Horsetail inclusions of byssolite or chrysotile, usually golden in color, are named after their long, wavy appearance. These inclusions have long been considered diagnostic for identifying demantoids. However, a 2018 study found horsetail inclusions in non-demantoid (brown) andradite. Thus, horsetails may not be sufficient in and of themselves for identifying demantoids, nor do all demantoids have horsetails.
Inclusions in demantoids may rarely produce cat’s eye gems.
Although demantoids may have an emerald-like color and included appearance, the optical and physical properties of these two distinct gem species differ considerably. Most visibly, demantoids have greater dispersion and no birefringence. (Note that some demantoids may show anomalous birefringence. A polariscope examination can help determine if a stone is truly birefringent).
Heating may improve demantoid color. This is a stable and undetectable treatment.
Historically and currently, Russia has been an important producer of demantoids. Notable gem sources include the Ural Mountains region, the Koryakskoe plateau, and the Kola Peninsula.
Since 1996 and 2009, respectively, Namibia and Madagascar have become commercially important sources.
In Italy, Ala, Piedmont produces dark, apple-green material. Val Malenco, Sondrio Province also produces demantoids.
Other notable sources of gem-quality demantoids include the following:
- Afghanistan; Azerbaijan; Canada; Democratic Republic of the Congo; Iran; Mexico; Pakistan; South Korea; Sri Lanka; San Benito County, California, United States.
Demantoids are typically small stones. Stones larger than 10 carats are very rare. Faceted stones greater than 1 carat are rarely seen. The largest demantoid ever found hailed from the Russian Urals and weighed 252.5 carats or 50.5 grams.
The Smithsonian Institution has a faceted 11.24-carat specimen on display.

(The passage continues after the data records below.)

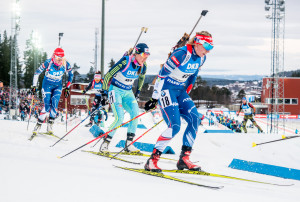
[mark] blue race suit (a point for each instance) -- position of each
(52, 85)
(177, 74)
(122, 76)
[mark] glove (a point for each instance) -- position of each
(151, 104)
(137, 95)
(67, 92)
(33, 90)
(104, 96)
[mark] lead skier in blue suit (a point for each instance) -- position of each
(55, 68)
(174, 82)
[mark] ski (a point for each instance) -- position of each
(220, 176)
(50, 134)
(140, 154)
(161, 175)
(108, 155)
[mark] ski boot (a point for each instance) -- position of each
(129, 140)
(151, 164)
(50, 126)
(36, 129)
(89, 124)
(105, 144)
(184, 160)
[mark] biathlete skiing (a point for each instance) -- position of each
(247, 108)
(55, 68)
(171, 91)
(121, 77)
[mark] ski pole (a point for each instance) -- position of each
(72, 129)
(66, 107)
(143, 30)
(105, 134)
(283, 138)
(136, 139)
(30, 111)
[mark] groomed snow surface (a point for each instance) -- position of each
(31, 172)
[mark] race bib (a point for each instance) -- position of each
(112, 97)
(165, 99)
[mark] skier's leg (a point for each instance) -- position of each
(56, 93)
(130, 105)
(256, 125)
(189, 112)
(244, 127)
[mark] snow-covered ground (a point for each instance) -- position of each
(31, 171)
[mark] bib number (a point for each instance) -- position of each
(112, 97)
(165, 99)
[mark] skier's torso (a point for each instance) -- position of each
(54, 74)
(125, 77)
(183, 63)
(246, 108)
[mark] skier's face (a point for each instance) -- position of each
(200, 50)
(141, 58)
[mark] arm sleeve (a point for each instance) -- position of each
(173, 62)
(39, 71)
(121, 64)
(89, 86)
(70, 74)
(142, 78)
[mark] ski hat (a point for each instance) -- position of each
(142, 48)
(59, 52)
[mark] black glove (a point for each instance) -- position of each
(67, 92)
(137, 95)
(104, 96)
(151, 104)
(33, 90)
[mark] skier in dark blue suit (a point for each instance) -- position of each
(174, 82)
(55, 68)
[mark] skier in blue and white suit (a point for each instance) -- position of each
(121, 77)
(55, 68)
(174, 82)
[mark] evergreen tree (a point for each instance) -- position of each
(75, 73)
(30, 54)
(5, 55)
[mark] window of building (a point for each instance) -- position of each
(294, 101)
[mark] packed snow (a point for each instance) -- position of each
(31, 172)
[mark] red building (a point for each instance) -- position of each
(291, 96)
(76, 100)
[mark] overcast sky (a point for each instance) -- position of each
(241, 33)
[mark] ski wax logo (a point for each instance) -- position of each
(175, 60)
(193, 66)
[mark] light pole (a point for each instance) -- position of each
(59, 37)
(15, 28)
(276, 94)
(102, 37)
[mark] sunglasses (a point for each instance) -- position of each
(205, 44)
(144, 55)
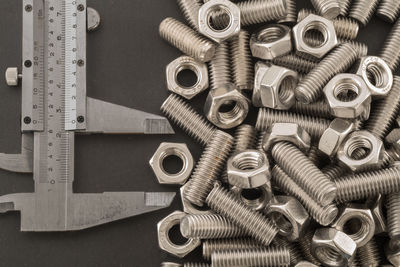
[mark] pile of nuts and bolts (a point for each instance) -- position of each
(316, 180)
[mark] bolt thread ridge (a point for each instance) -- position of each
(186, 39)
(251, 257)
(182, 114)
(312, 125)
(367, 184)
(304, 172)
(323, 215)
(253, 222)
(208, 168)
(209, 226)
(384, 111)
(213, 245)
(243, 70)
(339, 60)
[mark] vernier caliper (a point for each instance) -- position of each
(54, 108)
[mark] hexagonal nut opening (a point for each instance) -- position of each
(348, 97)
(277, 88)
(314, 36)
(333, 137)
(289, 216)
(357, 222)
(165, 243)
(361, 151)
(377, 75)
(187, 63)
(228, 27)
(272, 41)
(332, 247)
(288, 132)
(226, 107)
(172, 149)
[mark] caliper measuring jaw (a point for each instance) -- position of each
(54, 108)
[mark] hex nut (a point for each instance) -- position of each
(187, 63)
(221, 96)
(348, 96)
(214, 7)
(377, 75)
(272, 41)
(314, 23)
(276, 89)
(332, 247)
(289, 132)
(363, 223)
(248, 169)
(168, 149)
(289, 215)
(361, 151)
(165, 243)
(333, 137)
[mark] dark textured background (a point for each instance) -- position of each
(126, 62)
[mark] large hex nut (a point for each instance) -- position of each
(212, 8)
(308, 25)
(289, 216)
(248, 169)
(168, 149)
(289, 132)
(357, 220)
(271, 41)
(225, 95)
(361, 151)
(333, 247)
(348, 96)
(377, 75)
(276, 89)
(187, 63)
(333, 137)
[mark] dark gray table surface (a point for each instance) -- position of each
(126, 63)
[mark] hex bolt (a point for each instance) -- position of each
(253, 222)
(213, 245)
(346, 28)
(312, 125)
(187, 40)
(243, 70)
(209, 226)
(362, 10)
(367, 184)
(339, 60)
(384, 111)
(323, 215)
(208, 168)
(389, 10)
(251, 257)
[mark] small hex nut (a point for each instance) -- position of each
(248, 169)
(314, 23)
(364, 226)
(377, 75)
(333, 137)
(271, 41)
(361, 151)
(165, 243)
(276, 89)
(221, 96)
(289, 132)
(187, 63)
(348, 97)
(332, 247)
(289, 216)
(214, 7)
(168, 149)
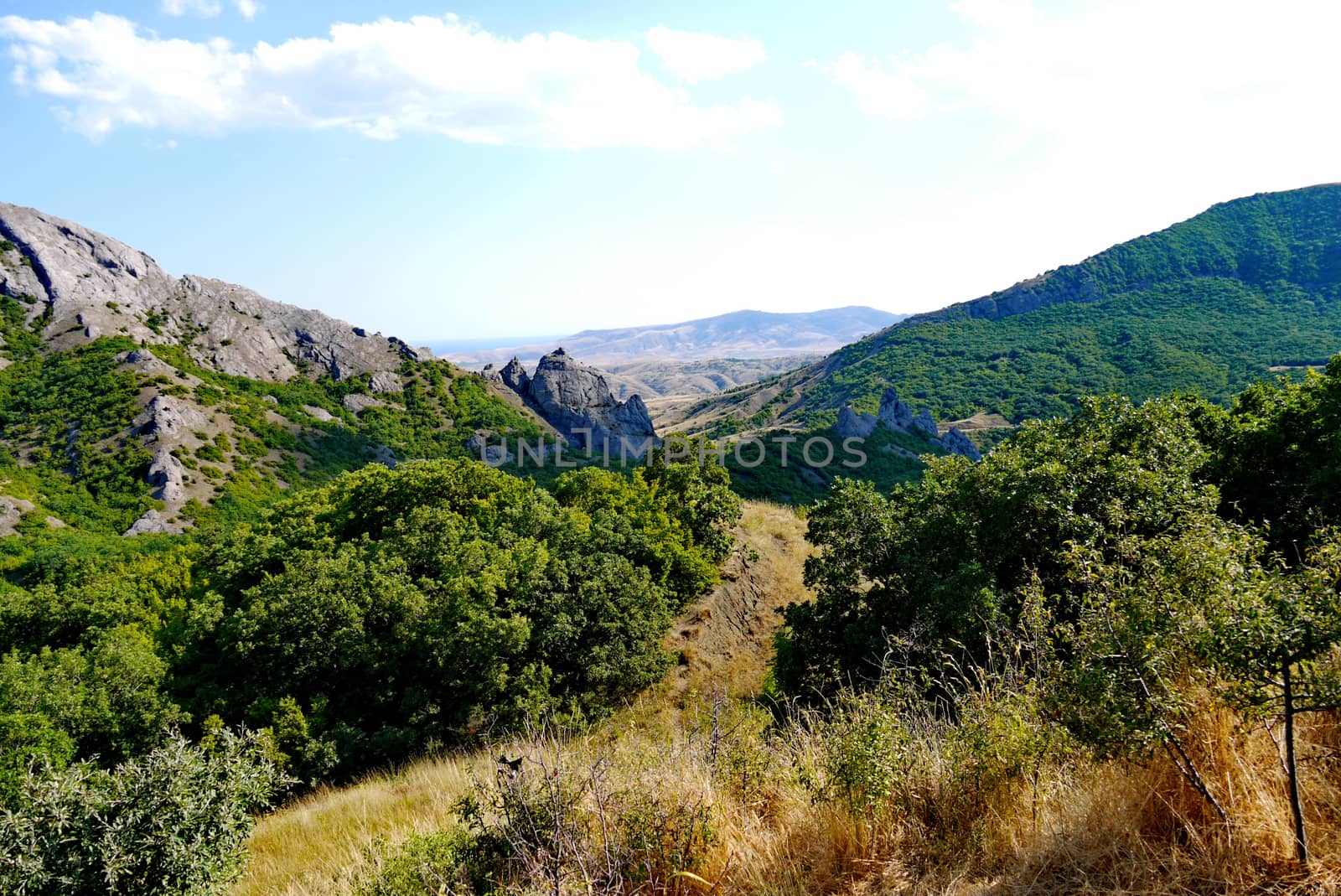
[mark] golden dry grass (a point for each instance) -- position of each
(308, 847)
(1080, 826)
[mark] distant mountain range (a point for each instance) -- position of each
(1246, 290)
(738, 335)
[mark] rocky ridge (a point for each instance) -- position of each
(578, 402)
(898, 416)
(86, 285)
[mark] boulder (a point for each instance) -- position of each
(357, 402)
(577, 400)
(924, 424)
(384, 382)
(165, 475)
(856, 426)
(152, 523)
(11, 514)
(169, 419)
(515, 377)
(958, 443)
(893, 412)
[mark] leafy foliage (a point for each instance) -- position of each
(1206, 306)
(173, 822)
(397, 609)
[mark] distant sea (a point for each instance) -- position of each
(448, 346)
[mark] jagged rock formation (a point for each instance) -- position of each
(87, 285)
(958, 443)
(898, 416)
(11, 514)
(152, 523)
(856, 426)
(924, 422)
(577, 401)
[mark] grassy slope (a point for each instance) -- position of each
(1209, 305)
(724, 639)
(67, 444)
(1083, 826)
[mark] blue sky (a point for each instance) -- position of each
(506, 169)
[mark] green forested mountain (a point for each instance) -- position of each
(1237, 293)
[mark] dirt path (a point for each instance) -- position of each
(724, 639)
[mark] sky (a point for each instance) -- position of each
(480, 171)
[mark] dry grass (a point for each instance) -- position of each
(308, 847)
(1072, 826)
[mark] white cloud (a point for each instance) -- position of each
(702, 57)
(878, 93)
(381, 80)
(208, 8)
(1070, 131)
(1184, 65)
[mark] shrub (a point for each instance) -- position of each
(172, 822)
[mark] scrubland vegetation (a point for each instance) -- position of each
(1059, 670)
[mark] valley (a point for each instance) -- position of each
(395, 607)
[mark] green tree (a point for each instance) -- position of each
(1274, 647)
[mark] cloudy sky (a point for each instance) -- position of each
(509, 169)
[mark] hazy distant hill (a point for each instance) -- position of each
(1238, 293)
(739, 334)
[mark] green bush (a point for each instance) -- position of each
(172, 822)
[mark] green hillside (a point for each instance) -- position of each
(1206, 306)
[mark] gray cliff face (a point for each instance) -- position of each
(856, 426)
(577, 400)
(958, 443)
(893, 412)
(91, 285)
(898, 416)
(924, 422)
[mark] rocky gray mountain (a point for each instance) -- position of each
(578, 402)
(86, 285)
(898, 416)
(198, 433)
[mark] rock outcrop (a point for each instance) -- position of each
(856, 426)
(898, 416)
(89, 285)
(578, 402)
(11, 514)
(152, 523)
(167, 476)
(958, 443)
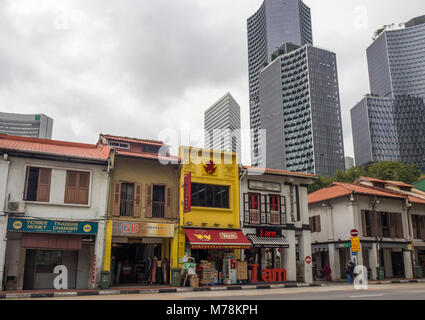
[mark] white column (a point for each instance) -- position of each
(289, 257)
(99, 252)
(373, 261)
(305, 251)
(3, 242)
(408, 270)
(387, 263)
(334, 262)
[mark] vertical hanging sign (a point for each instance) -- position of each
(188, 192)
(94, 271)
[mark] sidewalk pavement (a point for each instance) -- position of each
(25, 294)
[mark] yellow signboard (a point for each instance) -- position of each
(355, 244)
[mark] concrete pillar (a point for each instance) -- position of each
(334, 262)
(305, 251)
(408, 270)
(289, 257)
(373, 261)
(388, 263)
(3, 242)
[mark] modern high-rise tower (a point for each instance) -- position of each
(300, 110)
(26, 125)
(222, 125)
(389, 124)
(275, 23)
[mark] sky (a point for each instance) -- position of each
(138, 67)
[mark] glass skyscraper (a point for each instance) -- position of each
(275, 23)
(300, 110)
(396, 61)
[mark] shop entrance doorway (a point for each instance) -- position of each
(397, 264)
(40, 264)
(134, 264)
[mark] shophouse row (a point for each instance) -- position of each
(127, 212)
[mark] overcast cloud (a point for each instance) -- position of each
(136, 67)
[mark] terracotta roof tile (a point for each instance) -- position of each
(54, 147)
(400, 184)
(339, 189)
(290, 173)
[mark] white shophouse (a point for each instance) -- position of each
(274, 217)
(387, 217)
(53, 199)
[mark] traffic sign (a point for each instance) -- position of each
(355, 244)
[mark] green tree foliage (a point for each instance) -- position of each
(388, 171)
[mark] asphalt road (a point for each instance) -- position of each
(410, 291)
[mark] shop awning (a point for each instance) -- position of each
(279, 242)
(217, 239)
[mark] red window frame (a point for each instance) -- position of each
(254, 201)
(274, 202)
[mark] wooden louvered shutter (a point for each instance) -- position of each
(116, 199)
(71, 187)
(27, 176)
(392, 217)
(398, 220)
(43, 189)
(137, 207)
(414, 226)
(168, 203)
(83, 188)
(422, 227)
(318, 225)
(374, 223)
(364, 227)
(149, 197)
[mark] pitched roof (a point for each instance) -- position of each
(134, 140)
(339, 189)
(145, 155)
(372, 179)
(281, 172)
(54, 147)
(400, 184)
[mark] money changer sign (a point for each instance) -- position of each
(50, 226)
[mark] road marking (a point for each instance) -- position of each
(367, 296)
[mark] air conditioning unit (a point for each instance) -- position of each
(16, 207)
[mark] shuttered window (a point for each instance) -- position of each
(315, 224)
(37, 184)
(77, 187)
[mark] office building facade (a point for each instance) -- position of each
(300, 111)
(26, 125)
(392, 127)
(275, 23)
(222, 123)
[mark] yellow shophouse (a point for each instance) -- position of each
(209, 225)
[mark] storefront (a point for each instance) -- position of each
(215, 253)
(267, 253)
(140, 253)
(39, 246)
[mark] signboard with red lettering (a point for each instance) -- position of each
(187, 207)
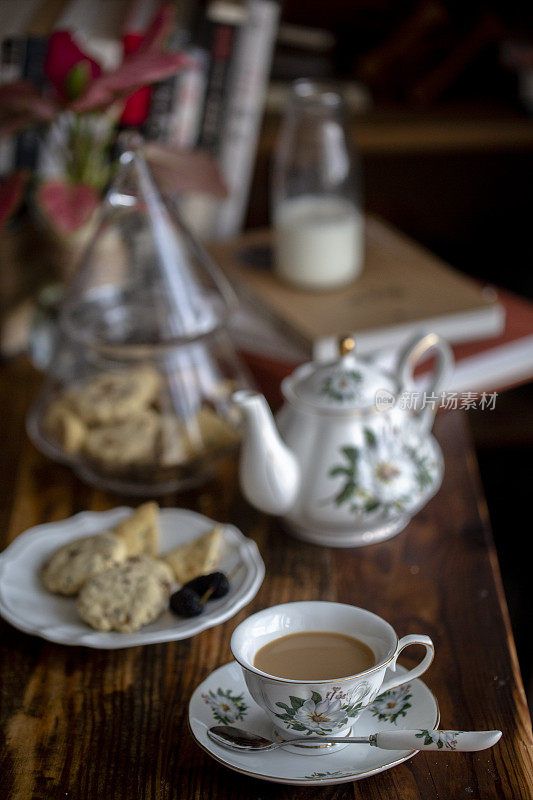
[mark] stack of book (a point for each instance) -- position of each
(403, 290)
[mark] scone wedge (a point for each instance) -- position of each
(71, 565)
(126, 597)
(197, 557)
(140, 532)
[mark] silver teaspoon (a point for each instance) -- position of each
(462, 741)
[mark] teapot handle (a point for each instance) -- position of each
(410, 356)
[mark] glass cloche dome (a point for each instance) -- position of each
(137, 398)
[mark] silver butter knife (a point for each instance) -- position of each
(445, 741)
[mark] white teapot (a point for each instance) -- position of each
(352, 463)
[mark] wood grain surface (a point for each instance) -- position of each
(97, 725)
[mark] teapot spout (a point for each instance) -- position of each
(269, 473)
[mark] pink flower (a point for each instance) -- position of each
(67, 67)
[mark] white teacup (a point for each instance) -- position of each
(325, 707)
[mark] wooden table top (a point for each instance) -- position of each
(79, 723)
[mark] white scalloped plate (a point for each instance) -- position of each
(26, 604)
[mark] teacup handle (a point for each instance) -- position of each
(415, 672)
(411, 355)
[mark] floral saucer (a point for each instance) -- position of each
(222, 699)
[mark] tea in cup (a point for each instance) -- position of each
(313, 666)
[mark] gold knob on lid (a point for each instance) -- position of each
(346, 345)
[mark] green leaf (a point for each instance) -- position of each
(345, 493)
(296, 702)
(339, 471)
(289, 711)
(77, 80)
(350, 452)
(370, 437)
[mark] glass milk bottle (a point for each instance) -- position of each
(315, 193)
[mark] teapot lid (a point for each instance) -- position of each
(346, 384)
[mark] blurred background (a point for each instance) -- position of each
(440, 103)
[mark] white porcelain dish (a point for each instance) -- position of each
(28, 606)
(223, 699)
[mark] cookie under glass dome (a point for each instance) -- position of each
(137, 397)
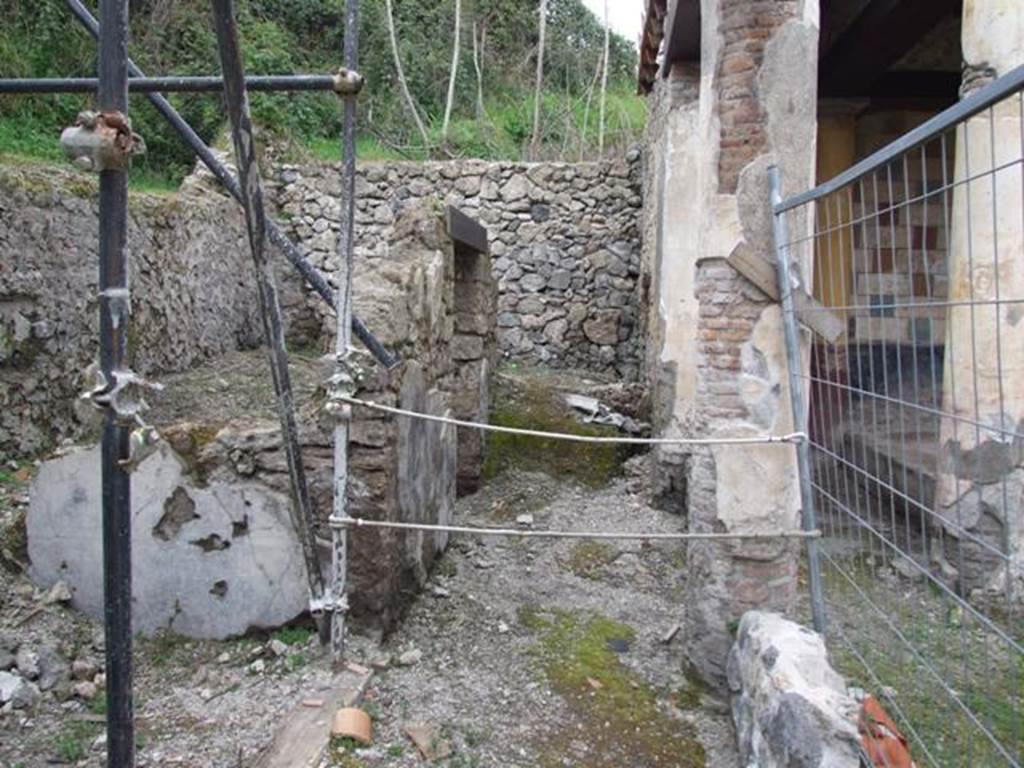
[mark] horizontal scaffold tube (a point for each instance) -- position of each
(344, 83)
(309, 273)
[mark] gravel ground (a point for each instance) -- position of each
(509, 673)
(513, 672)
(518, 652)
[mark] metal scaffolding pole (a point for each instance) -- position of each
(273, 328)
(114, 315)
(344, 378)
(292, 253)
(344, 82)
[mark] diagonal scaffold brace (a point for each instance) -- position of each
(273, 328)
(309, 273)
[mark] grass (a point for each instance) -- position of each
(983, 671)
(341, 753)
(622, 717)
(75, 739)
(293, 635)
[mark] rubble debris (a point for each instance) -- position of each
(410, 657)
(595, 412)
(429, 740)
(58, 593)
(881, 737)
(351, 722)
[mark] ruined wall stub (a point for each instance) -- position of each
(192, 294)
(215, 549)
(720, 368)
(980, 487)
(564, 242)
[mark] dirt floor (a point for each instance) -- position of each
(519, 652)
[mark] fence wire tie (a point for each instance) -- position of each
(101, 141)
(348, 82)
(343, 397)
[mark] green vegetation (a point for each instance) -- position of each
(294, 635)
(624, 720)
(948, 645)
(75, 738)
(491, 119)
(537, 404)
(341, 753)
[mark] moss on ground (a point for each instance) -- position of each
(538, 404)
(624, 722)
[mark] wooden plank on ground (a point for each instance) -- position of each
(811, 312)
(302, 739)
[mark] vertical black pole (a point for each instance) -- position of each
(114, 310)
(273, 327)
(343, 307)
(312, 278)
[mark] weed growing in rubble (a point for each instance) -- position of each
(293, 635)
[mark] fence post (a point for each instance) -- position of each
(786, 283)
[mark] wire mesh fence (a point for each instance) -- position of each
(915, 424)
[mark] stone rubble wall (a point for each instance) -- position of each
(215, 548)
(474, 351)
(564, 241)
(192, 285)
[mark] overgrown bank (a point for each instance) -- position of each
(492, 112)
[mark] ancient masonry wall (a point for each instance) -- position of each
(721, 366)
(192, 290)
(217, 489)
(564, 241)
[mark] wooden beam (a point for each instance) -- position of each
(884, 32)
(302, 739)
(682, 34)
(943, 86)
(811, 312)
(467, 231)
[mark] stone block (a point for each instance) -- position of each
(791, 709)
(211, 561)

Consumers may encounter demantoids offered for sale under such names as “Siberian emeralds,” “Siberian chrysolites,” and “Ural chrysolites.” Of course, garnets constitute a distinct group of gem species from emeralds. “Chrysolite” is an archaic term for green to yellow-green gems that has been applied to peridots as well as chrysoberyls and prehnites. All of these gems also constitute species distinct from demantoids.
For more examples of false or misleading gemstone names, consult this article.
Heat sensitive garnets, like demantoids, should be cleaned with warm water, detergent, and a soft brush. Avoid mechanical cleaning and exposure to extreme heat.